# Why ever use F-statistic?

We can use F-statistic for determining whether at least one of the predictors has an effect on the response. But why just not take minimal p-value across all predictors? It doesn't require introducing a new concept.

• What test do you suppose the minimal p-value corresponds to?
– whuber
Commented Jan 23, 2016 at 20:46
• Test whether at least one of the predictors has an effect on the response Commented Jan 23, 2016 at 20:47
• Your proposed analysis is incomplete. What are you comparing the smallest p-value to? Commented Jan 24, 2016 at 1:59

Here I assume you intend to compare some test based on the minimum p-value with an overall F-test.

1. By choosing the smallest p-value and comparing with some particular significance level $\alpha$, your p-value no longer has the same meaning as it would do for a single test. In effect you're testing all individual variables (and if any lead to rejection, you conclude at least one of the predictors has an effect on the response). The overall type I error rate is much higher than a single test. (The multiple testing problem.)

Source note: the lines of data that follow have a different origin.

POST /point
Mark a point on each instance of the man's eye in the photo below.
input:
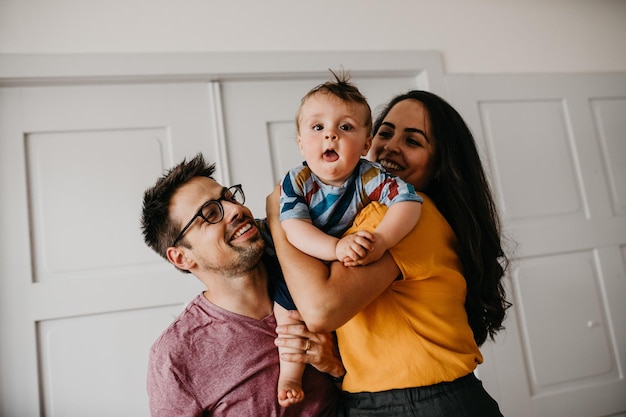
(211, 212)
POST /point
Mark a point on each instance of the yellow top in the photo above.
(415, 333)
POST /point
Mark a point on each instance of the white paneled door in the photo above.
(81, 296)
(556, 147)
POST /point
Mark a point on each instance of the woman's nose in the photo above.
(391, 145)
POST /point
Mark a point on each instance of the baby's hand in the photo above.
(375, 252)
(354, 247)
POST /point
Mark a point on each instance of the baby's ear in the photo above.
(300, 146)
(366, 146)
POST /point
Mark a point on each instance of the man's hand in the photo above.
(322, 352)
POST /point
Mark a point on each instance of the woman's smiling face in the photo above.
(404, 145)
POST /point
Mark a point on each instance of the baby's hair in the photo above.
(342, 88)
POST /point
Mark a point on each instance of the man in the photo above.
(218, 357)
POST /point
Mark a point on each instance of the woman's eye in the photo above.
(384, 135)
(413, 142)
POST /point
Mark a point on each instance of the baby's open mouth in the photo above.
(330, 155)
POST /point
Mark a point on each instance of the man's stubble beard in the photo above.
(248, 258)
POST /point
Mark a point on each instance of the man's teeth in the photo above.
(390, 165)
(243, 230)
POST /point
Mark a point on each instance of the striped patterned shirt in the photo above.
(333, 209)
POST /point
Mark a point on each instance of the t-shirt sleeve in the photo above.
(385, 188)
(293, 204)
(168, 395)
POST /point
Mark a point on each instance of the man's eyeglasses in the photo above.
(212, 211)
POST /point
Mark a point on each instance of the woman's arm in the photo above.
(327, 296)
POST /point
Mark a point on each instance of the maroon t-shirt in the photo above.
(214, 362)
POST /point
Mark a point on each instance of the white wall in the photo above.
(474, 36)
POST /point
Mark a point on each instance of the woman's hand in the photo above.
(322, 352)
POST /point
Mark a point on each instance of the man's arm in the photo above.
(167, 393)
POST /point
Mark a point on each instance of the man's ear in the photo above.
(178, 257)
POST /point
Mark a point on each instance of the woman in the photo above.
(409, 325)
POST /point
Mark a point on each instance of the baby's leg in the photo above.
(290, 378)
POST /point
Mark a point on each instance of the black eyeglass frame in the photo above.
(234, 189)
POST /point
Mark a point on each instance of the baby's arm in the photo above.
(309, 239)
(399, 220)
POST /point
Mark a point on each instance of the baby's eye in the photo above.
(346, 127)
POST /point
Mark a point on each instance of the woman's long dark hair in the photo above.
(462, 194)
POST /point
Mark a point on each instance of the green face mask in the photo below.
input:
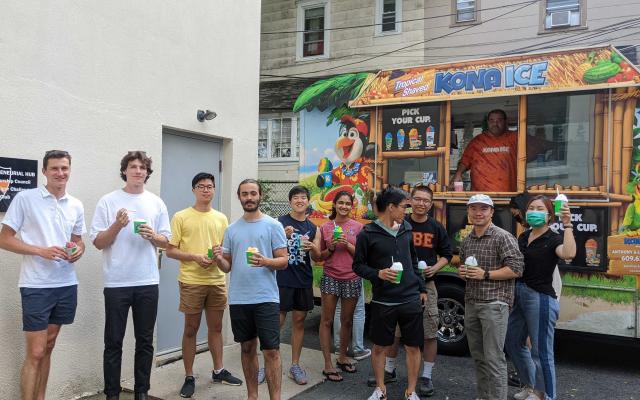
(536, 219)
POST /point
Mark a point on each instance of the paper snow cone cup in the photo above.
(558, 202)
(70, 248)
(136, 225)
(397, 267)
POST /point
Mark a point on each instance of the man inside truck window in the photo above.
(491, 157)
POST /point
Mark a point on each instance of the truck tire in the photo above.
(452, 337)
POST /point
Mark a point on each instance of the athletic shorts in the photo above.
(261, 320)
(343, 288)
(195, 298)
(407, 316)
(430, 317)
(44, 306)
(296, 299)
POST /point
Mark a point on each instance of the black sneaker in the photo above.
(188, 387)
(389, 377)
(225, 377)
(425, 387)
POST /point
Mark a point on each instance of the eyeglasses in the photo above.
(60, 153)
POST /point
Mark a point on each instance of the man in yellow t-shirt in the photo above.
(195, 232)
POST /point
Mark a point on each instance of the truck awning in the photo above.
(560, 71)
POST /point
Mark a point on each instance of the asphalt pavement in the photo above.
(586, 369)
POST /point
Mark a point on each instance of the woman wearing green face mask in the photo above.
(536, 307)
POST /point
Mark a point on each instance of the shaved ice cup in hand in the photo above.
(471, 262)
(250, 252)
(70, 248)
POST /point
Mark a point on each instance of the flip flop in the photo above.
(346, 367)
(333, 376)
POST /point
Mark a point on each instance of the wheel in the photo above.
(452, 338)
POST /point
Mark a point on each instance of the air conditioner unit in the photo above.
(559, 18)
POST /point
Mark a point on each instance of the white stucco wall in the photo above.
(99, 79)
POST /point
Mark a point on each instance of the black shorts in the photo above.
(407, 316)
(296, 299)
(261, 320)
(44, 306)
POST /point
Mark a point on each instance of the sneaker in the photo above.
(411, 396)
(225, 377)
(188, 387)
(425, 387)
(298, 375)
(361, 355)
(523, 394)
(377, 395)
(389, 377)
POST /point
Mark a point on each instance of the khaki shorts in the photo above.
(430, 315)
(195, 298)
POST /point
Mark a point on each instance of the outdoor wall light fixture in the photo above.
(208, 115)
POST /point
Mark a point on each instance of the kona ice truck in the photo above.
(363, 131)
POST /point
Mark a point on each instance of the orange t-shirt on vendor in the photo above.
(492, 161)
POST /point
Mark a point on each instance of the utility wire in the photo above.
(397, 22)
(555, 44)
(418, 43)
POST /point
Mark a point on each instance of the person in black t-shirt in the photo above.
(433, 247)
(536, 307)
(296, 282)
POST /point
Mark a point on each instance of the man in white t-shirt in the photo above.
(254, 299)
(128, 225)
(50, 223)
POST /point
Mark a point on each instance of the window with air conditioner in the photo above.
(562, 14)
(388, 16)
(278, 138)
(313, 20)
(465, 11)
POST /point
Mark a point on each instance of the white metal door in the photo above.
(183, 156)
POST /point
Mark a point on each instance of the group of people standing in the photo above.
(269, 262)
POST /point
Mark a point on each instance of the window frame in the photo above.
(379, 15)
(302, 7)
(454, 14)
(582, 9)
(294, 138)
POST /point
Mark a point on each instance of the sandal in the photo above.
(332, 376)
(346, 367)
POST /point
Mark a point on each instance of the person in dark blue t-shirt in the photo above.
(296, 282)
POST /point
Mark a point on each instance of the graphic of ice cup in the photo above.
(388, 140)
(70, 248)
(400, 136)
(136, 225)
(558, 202)
(250, 252)
(397, 267)
(431, 136)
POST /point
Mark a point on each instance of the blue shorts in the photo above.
(44, 306)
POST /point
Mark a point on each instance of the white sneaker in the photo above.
(377, 395)
(523, 394)
(412, 396)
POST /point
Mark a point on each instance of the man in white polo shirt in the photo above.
(49, 221)
(129, 224)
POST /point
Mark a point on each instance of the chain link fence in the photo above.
(275, 197)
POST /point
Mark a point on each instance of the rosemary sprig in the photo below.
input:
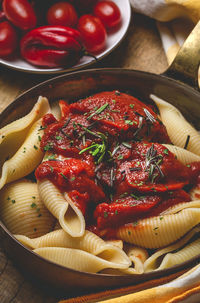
(97, 150)
(150, 117)
(98, 111)
(152, 162)
(187, 142)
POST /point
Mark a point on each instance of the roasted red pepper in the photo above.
(52, 46)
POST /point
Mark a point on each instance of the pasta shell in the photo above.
(178, 128)
(137, 255)
(55, 110)
(22, 211)
(183, 155)
(26, 159)
(153, 262)
(189, 251)
(88, 242)
(157, 232)
(118, 243)
(13, 135)
(176, 208)
(195, 193)
(76, 259)
(62, 207)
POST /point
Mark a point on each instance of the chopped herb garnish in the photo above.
(42, 128)
(150, 117)
(129, 122)
(112, 177)
(187, 142)
(105, 214)
(135, 168)
(64, 176)
(126, 144)
(49, 146)
(97, 149)
(58, 138)
(66, 123)
(98, 111)
(165, 151)
(51, 168)
(152, 162)
(115, 150)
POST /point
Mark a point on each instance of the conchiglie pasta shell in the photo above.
(13, 135)
(189, 251)
(118, 243)
(183, 205)
(178, 128)
(183, 155)
(75, 259)
(195, 193)
(22, 211)
(157, 232)
(69, 216)
(88, 242)
(137, 255)
(26, 159)
(152, 263)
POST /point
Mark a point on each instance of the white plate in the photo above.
(113, 41)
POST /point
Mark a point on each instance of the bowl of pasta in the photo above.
(100, 178)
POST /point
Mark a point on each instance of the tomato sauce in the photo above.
(106, 152)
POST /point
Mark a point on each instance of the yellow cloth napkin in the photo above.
(170, 289)
(166, 10)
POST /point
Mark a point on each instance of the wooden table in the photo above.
(141, 50)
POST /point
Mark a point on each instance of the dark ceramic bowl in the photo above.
(72, 87)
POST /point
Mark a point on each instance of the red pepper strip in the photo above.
(130, 209)
(52, 46)
(71, 174)
(124, 210)
(153, 168)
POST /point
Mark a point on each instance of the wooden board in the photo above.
(142, 50)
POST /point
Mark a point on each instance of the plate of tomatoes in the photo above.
(60, 36)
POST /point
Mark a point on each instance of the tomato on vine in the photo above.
(93, 33)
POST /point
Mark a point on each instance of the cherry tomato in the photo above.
(8, 39)
(84, 5)
(62, 13)
(2, 16)
(93, 33)
(20, 13)
(109, 14)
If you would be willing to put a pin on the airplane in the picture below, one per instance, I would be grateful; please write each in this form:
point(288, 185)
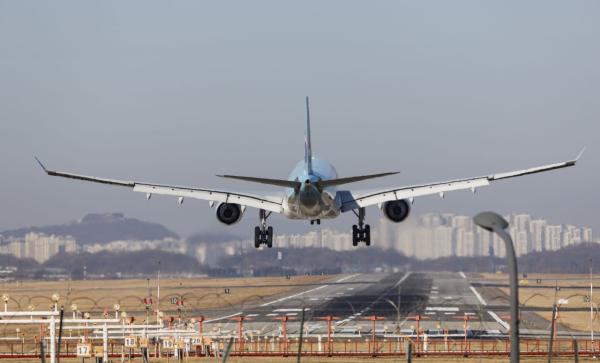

2. If you reduce your significance level on the individual tests, so you make fewer type I errors (to make it more comparable with the overall test at significance level $\alpha$), you're less likely to find a significant effect (you give up power by reducing the type I error rate).

3. Even if you don't account for the multiple testing by shifting the significance level, the univariate statistics can easily all be insignificant when there's a clear joint relationship involving both of them.

Here's an example. First, some data:

y:
4.941, 4.459, 4.116, 3.759, 5.171, 5.101, 5.454, 5.277, 5.402,
4.68, 3.433, 5.508, 4.122, 3.355, 3.622, 4.45, 4.872, 4.202,
5.276, 4.415, 5.311, 4.105, 3.282, 4.152, 5.416, 4.615, 3.804,
5.299, 4.603, 4.868

x1:
42.305, 16.828, 46.515, 32.567, 40.827, 45.755, 34.227, 43.799,
54.659, 34.991, 15.134, 29.115, 20.617, 1.252, 25.844, 19.563,
21.53, 22.989, 38.993, 44.955, 30.799, 32.639, 8.707, 46.945,
38.992, 25.717, 40.875, 26.049, 36.121, 39.868

x2:
24.279, 8.844, 27.888, 19.099, 23.732, 28.648, 19.26, 26.578,
32.764, 21.302, 8.583, 17.026, 12.047, 0.085, 16.636, 10.021,
12.487, 13.745, 23.557, 26.67, 19.881, 20.23, 4.377, 27.865,
23.359, 15.006, 25.909, 14.772, 21.5, 23.002


Regression output (from R:)

Coefficients:
Estimate Std. Error t value Pr(>|t|)
(Intercept)  3.47760    0.32703  10.634 3.74e-11
x1           0.14999    0.09194   1.631    0.114
x2          -0.19524    0.14741  -1.324    0.196
---
Residual standard error: 0.5884 on 27 degrees of freedom
Multiple R-squared:  0.3167,    Adjusted R-squared:  0.2661
F-statistic: 6.257 on 2 and 27 DF,  p-value: 0.005851


The smallest p-value is 0.114 -- you wouldn't have rejected the null hypothesis of no association even at the 10% significance level, but the overall regression would lead to rejection even if your significance level were 1%. This is without even dealing with the multiple testing problem.

It's also no help to run separate regressions and check p-values there, because (in a different sort of example to the one above) its quite possible for the to be no relationship in the univariate regressions while there's a strong relationship in the bivariate regression.